Melania Zamorano García, Gema Santamaría, Marina Seco-Casares, Ana M. Celorrio San Miguel, Eva Lantarón-Caeiro, Juan F. García, Diego Fernández-Lázaro

A Cross-Sectional Observational Pilot Study of the Main Risk Factors Related to Lower Back Pain in Spanish Hospitality Workers

  • Public Health, Environmental and Occupational Health
  • Safety Research
  • Safety, Risk, Reliability and Quality

Lower back pain (LBP) describes pain of indeterminate duration between the lower edge of the ribs and the buttocks. LBP hinders movement, quality of life, and mental well-being, and limits work activities and engagement with family and friends. LBP represents a public health problem, and most workers are expected to experience LBP symptoms throughout their working lives.
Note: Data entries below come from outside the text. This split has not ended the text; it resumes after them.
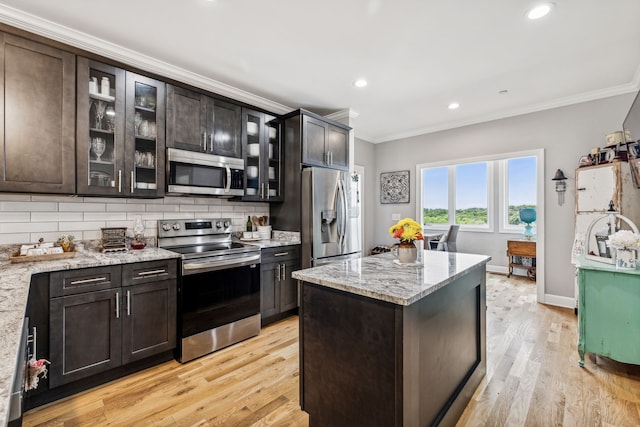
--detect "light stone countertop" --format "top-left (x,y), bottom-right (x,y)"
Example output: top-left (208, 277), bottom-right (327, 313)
top-left (292, 250), bottom-right (491, 305)
top-left (0, 245), bottom-right (179, 426)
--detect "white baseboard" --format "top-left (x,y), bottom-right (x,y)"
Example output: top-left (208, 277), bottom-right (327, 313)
top-left (538, 294), bottom-right (576, 308)
top-left (487, 264), bottom-right (509, 275)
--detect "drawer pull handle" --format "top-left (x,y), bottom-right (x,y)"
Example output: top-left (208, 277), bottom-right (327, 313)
top-left (138, 269), bottom-right (167, 276)
top-left (70, 277), bottom-right (107, 285)
top-left (116, 292), bottom-right (120, 319)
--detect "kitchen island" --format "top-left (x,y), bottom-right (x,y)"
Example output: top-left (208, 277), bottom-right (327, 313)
top-left (293, 251), bottom-right (491, 427)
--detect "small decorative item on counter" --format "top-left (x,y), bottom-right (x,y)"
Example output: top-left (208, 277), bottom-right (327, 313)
top-left (389, 218), bottom-right (424, 264)
top-left (57, 234), bottom-right (75, 252)
top-left (24, 358), bottom-right (51, 390)
top-left (131, 215), bottom-right (147, 249)
top-left (609, 230), bottom-right (640, 270)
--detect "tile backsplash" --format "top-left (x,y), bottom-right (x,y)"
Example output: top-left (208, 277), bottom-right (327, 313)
top-left (0, 193), bottom-right (269, 244)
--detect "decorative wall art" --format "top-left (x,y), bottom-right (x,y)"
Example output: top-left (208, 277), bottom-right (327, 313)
top-left (380, 171), bottom-right (409, 203)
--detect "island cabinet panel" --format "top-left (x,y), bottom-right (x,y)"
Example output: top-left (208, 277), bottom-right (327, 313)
top-left (0, 33), bottom-right (76, 194)
top-left (300, 266), bottom-right (486, 427)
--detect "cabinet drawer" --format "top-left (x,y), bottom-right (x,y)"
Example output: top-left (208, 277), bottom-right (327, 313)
top-left (122, 258), bottom-right (178, 286)
top-left (260, 245), bottom-right (300, 264)
top-left (49, 265), bottom-right (121, 298)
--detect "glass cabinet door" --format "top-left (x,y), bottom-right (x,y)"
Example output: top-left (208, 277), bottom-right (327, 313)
top-left (125, 72), bottom-right (165, 196)
top-left (76, 57), bottom-right (124, 195)
top-left (242, 111), bottom-right (264, 200)
top-left (265, 116), bottom-right (284, 201)
top-left (242, 110), bottom-right (282, 201)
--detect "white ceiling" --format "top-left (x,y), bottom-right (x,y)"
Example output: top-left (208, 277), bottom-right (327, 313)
top-left (0, 0), bottom-right (640, 142)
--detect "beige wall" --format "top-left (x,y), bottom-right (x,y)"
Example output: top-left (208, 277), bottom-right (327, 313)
top-left (354, 94), bottom-right (640, 298)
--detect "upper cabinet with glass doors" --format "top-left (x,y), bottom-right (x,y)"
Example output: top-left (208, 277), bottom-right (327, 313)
top-left (76, 57), bottom-right (164, 197)
top-left (167, 85), bottom-right (242, 159)
top-left (242, 109), bottom-right (283, 202)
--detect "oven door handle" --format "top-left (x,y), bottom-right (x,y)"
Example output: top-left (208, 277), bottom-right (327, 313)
top-left (182, 254), bottom-right (260, 271)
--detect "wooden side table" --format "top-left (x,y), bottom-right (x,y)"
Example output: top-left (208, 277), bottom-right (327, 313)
top-left (507, 240), bottom-right (536, 280)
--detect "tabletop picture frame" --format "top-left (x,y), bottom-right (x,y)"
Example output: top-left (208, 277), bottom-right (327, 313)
top-left (380, 170), bottom-right (409, 204)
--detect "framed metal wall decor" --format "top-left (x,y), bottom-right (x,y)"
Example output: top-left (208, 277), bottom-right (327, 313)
top-left (380, 171), bottom-right (409, 203)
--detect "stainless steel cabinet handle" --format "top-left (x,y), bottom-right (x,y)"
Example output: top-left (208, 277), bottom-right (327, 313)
top-left (116, 292), bottom-right (120, 319)
top-left (127, 291), bottom-right (131, 316)
top-left (138, 268), bottom-right (167, 276)
top-left (69, 277), bottom-right (107, 285)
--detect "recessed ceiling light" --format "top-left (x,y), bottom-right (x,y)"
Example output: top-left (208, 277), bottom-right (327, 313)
top-left (527, 3), bottom-right (553, 19)
top-left (353, 79), bottom-right (368, 87)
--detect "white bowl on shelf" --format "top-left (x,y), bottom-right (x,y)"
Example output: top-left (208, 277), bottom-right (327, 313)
top-left (247, 144), bottom-right (260, 157)
top-left (247, 122), bottom-right (258, 135)
top-left (247, 166), bottom-right (258, 178)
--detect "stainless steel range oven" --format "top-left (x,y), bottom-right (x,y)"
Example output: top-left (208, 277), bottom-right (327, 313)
top-left (158, 218), bottom-right (260, 363)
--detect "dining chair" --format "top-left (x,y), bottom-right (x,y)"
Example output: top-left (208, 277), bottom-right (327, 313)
top-left (429, 225), bottom-right (460, 252)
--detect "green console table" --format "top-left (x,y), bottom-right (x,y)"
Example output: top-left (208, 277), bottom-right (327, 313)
top-left (576, 256), bottom-right (640, 366)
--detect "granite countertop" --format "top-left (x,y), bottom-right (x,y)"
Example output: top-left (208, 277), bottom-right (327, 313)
top-left (238, 230), bottom-right (300, 249)
top-left (0, 245), bottom-right (179, 426)
top-left (292, 250), bottom-right (491, 305)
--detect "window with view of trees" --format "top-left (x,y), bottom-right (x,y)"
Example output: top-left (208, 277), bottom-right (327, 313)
top-left (422, 162), bottom-right (489, 227)
top-left (503, 157), bottom-right (537, 229)
top-left (418, 156), bottom-right (537, 232)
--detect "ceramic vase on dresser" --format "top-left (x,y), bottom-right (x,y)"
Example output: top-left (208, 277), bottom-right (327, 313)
top-left (616, 248), bottom-right (637, 270)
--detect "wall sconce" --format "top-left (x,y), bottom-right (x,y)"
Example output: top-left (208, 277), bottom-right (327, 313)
top-left (551, 169), bottom-right (567, 206)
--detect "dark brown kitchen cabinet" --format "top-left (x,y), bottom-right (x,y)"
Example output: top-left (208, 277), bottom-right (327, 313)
top-left (260, 245), bottom-right (300, 326)
top-left (49, 259), bottom-right (177, 388)
top-left (122, 259), bottom-right (177, 364)
top-left (0, 33), bottom-right (76, 194)
top-left (167, 85), bottom-right (242, 158)
top-left (76, 57), bottom-right (165, 197)
top-left (302, 115), bottom-right (349, 170)
top-left (76, 57), bottom-right (126, 196)
top-left (242, 108), bottom-right (284, 202)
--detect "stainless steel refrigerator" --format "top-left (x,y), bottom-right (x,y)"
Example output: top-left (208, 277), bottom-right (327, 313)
top-left (300, 167), bottom-right (362, 268)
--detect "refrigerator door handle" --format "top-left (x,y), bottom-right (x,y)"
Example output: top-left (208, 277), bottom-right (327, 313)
top-left (338, 179), bottom-right (347, 252)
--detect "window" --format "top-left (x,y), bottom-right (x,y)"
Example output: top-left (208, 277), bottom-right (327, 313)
top-left (421, 162), bottom-right (491, 228)
top-left (416, 151), bottom-right (539, 233)
top-left (501, 157), bottom-right (537, 231)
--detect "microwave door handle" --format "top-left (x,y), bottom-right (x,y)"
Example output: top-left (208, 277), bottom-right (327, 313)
top-left (224, 165), bottom-right (231, 193)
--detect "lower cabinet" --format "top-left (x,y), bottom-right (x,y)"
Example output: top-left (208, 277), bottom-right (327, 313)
top-left (49, 260), bottom-right (177, 388)
top-left (260, 245), bottom-right (300, 326)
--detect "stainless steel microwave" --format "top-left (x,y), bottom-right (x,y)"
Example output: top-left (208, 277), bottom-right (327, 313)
top-left (167, 148), bottom-right (244, 197)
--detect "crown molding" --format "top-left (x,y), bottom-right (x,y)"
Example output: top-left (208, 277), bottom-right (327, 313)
top-left (370, 81), bottom-right (640, 144)
top-left (0, 4), bottom-right (293, 114)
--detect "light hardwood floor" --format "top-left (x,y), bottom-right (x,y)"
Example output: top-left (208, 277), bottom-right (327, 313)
top-left (24, 274), bottom-right (640, 427)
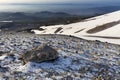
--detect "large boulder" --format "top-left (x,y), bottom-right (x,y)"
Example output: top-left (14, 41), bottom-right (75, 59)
top-left (22, 45), bottom-right (58, 64)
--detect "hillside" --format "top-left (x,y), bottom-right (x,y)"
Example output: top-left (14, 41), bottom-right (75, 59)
top-left (0, 32), bottom-right (120, 80)
top-left (32, 11), bottom-right (120, 44)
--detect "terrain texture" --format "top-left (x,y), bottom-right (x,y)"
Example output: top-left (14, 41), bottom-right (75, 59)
top-left (0, 32), bottom-right (120, 80)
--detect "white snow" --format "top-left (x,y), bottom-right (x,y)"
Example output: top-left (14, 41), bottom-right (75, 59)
top-left (32, 11), bottom-right (120, 44)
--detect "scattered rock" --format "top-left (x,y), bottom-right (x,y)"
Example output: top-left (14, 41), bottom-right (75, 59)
top-left (22, 45), bottom-right (58, 64)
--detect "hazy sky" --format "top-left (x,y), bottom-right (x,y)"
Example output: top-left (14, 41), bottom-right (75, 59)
top-left (0, 0), bottom-right (120, 3)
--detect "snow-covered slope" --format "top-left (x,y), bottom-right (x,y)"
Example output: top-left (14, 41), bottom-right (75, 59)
top-left (32, 11), bottom-right (120, 44)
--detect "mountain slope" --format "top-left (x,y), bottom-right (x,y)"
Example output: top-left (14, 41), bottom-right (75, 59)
top-left (32, 11), bottom-right (120, 44)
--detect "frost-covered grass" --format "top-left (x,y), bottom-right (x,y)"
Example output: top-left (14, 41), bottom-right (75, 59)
top-left (0, 33), bottom-right (120, 80)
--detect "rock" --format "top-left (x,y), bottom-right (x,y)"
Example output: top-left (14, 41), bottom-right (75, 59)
top-left (22, 45), bottom-right (58, 64)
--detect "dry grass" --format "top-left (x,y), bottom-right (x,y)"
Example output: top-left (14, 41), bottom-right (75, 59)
top-left (86, 36), bottom-right (120, 39)
top-left (74, 28), bottom-right (85, 33)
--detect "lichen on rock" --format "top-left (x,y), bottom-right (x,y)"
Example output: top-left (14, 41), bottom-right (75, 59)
top-left (22, 45), bottom-right (58, 64)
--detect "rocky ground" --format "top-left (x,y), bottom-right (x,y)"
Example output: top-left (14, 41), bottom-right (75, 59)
top-left (0, 32), bottom-right (120, 80)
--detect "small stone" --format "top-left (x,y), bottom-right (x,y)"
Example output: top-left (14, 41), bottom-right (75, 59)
top-left (22, 45), bottom-right (58, 64)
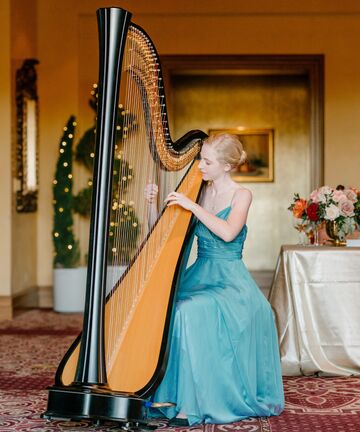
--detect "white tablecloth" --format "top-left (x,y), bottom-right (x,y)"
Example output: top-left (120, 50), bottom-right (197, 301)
top-left (269, 246), bottom-right (360, 375)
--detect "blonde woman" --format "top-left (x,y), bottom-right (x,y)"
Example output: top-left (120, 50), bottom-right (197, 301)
top-left (146, 134), bottom-right (284, 425)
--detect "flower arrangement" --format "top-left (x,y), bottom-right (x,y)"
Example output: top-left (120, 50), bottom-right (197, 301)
top-left (288, 185), bottom-right (360, 240)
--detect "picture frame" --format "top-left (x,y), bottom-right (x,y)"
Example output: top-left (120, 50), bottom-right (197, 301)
top-left (208, 127), bottom-right (274, 183)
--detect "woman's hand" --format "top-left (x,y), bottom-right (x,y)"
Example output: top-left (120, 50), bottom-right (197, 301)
top-left (165, 192), bottom-right (196, 211)
top-left (144, 183), bottom-right (159, 204)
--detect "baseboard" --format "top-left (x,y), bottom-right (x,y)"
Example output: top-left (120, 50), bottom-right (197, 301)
top-left (13, 286), bottom-right (39, 309)
top-left (38, 285), bottom-right (54, 308)
top-left (0, 296), bottom-right (13, 321)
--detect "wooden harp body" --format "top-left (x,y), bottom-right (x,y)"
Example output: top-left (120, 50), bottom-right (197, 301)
top-left (43, 8), bottom-right (206, 422)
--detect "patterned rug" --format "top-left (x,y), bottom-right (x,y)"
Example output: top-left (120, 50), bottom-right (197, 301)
top-left (0, 310), bottom-right (360, 432)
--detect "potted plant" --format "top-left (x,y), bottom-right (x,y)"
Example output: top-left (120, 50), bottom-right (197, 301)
top-left (52, 116), bottom-right (86, 312)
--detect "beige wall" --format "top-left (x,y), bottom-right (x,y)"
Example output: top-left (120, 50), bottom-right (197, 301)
top-left (0, 0), bottom-right (11, 304)
top-left (21, 0), bottom-right (360, 285)
top-left (11, 0), bottom-right (41, 295)
top-left (172, 75), bottom-right (310, 270)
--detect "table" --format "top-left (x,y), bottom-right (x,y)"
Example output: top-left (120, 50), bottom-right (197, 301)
top-left (269, 245), bottom-right (360, 376)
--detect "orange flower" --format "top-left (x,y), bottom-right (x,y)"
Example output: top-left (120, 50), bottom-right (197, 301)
top-left (292, 198), bottom-right (307, 219)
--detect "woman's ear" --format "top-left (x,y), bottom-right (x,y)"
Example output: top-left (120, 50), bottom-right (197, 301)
top-left (224, 163), bottom-right (232, 172)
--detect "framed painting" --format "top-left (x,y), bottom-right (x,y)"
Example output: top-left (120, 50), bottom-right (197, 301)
top-left (209, 128), bottom-right (274, 183)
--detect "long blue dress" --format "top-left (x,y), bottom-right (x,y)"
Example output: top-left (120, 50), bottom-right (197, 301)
top-left (153, 207), bottom-right (284, 425)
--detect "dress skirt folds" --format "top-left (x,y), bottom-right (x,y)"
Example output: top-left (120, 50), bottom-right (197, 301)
top-left (152, 207), bottom-right (284, 425)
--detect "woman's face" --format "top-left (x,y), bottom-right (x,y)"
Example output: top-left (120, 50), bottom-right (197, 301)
top-left (199, 144), bottom-right (229, 180)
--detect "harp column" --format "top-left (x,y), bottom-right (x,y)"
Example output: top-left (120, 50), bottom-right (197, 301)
top-left (74, 8), bottom-right (131, 386)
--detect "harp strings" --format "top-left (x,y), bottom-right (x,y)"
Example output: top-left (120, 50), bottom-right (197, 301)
top-left (105, 27), bottom-right (189, 367)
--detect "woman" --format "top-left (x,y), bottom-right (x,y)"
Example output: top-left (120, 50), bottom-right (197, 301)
top-left (146, 134), bottom-right (284, 425)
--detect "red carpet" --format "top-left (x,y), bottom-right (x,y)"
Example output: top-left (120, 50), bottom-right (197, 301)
top-left (0, 310), bottom-right (360, 432)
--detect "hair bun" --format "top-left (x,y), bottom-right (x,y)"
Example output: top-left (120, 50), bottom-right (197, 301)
top-left (239, 150), bottom-right (247, 166)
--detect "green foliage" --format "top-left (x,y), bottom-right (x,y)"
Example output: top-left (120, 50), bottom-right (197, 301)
top-left (52, 116), bottom-right (80, 268)
top-left (74, 86), bottom-right (140, 264)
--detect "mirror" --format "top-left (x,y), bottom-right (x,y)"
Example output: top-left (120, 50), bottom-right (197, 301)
top-left (16, 59), bottom-right (39, 213)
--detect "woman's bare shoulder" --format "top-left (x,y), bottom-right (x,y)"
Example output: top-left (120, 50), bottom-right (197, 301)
top-left (233, 186), bottom-right (252, 204)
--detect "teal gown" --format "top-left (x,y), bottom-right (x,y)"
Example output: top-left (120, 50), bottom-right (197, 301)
top-left (152, 207), bottom-right (284, 425)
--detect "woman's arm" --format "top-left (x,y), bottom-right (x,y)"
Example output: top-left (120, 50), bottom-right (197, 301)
top-left (165, 189), bottom-right (252, 242)
top-left (144, 183), bottom-right (159, 229)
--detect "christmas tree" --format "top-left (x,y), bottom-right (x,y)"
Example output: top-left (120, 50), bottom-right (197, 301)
top-left (74, 84), bottom-right (140, 264)
top-left (53, 116), bottom-right (80, 268)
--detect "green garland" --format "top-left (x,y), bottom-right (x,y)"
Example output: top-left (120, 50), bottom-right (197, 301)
top-left (74, 84), bottom-right (140, 264)
top-left (52, 116), bottom-right (80, 268)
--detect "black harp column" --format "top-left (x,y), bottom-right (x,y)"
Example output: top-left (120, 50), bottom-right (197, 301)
top-left (42, 8), bottom-right (145, 422)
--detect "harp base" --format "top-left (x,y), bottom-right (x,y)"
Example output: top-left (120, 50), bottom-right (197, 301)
top-left (41, 386), bottom-right (147, 423)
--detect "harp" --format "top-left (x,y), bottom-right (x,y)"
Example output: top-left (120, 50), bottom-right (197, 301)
top-left (43, 8), bottom-right (206, 422)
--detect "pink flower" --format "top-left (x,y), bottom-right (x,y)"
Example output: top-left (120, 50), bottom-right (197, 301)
top-left (306, 203), bottom-right (319, 222)
top-left (293, 198), bottom-right (307, 218)
top-left (309, 189), bottom-right (319, 203)
top-left (318, 186), bottom-right (334, 203)
top-left (344, 189), bottom-right (357, 203)
top-left (339, 198), bottom-right (354, 217)
top-left (333, 190), bottom-right (346, 202)
top-left (324, 204), bottom-right (340, 220)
The study’s main objective was to characterize LBP in the hospitality population of the province of León, Spain, determining the risk factors. A pilot study with a cross-sectional observational design was developed following the guidelines of Strengthening the Reporting of Observational Studies in Epidemiology (STROBE) for 150 Spanish hotel workers. Sociodemographic and lifestyle, occupational, and clinical data related to LBP were obtained through surveys. The annual prevalence of LBP in this study was 87.1% which was higher in women. A significant relationship (p < 0.05) was obtained between sex, income, smoking, sleep quality, and all labor variables with LBP. In addition, the Fear Avoidance Beliefs Questionnaire (FABQ) results revealed that 49% of the participants had a score > 14. Also, 83.3% of patients with >6 annual LBP crises suffered from sciatica. Once the results were known, preventive intervention would be needed to reduce these main risk factors for LBP for hospitality workers.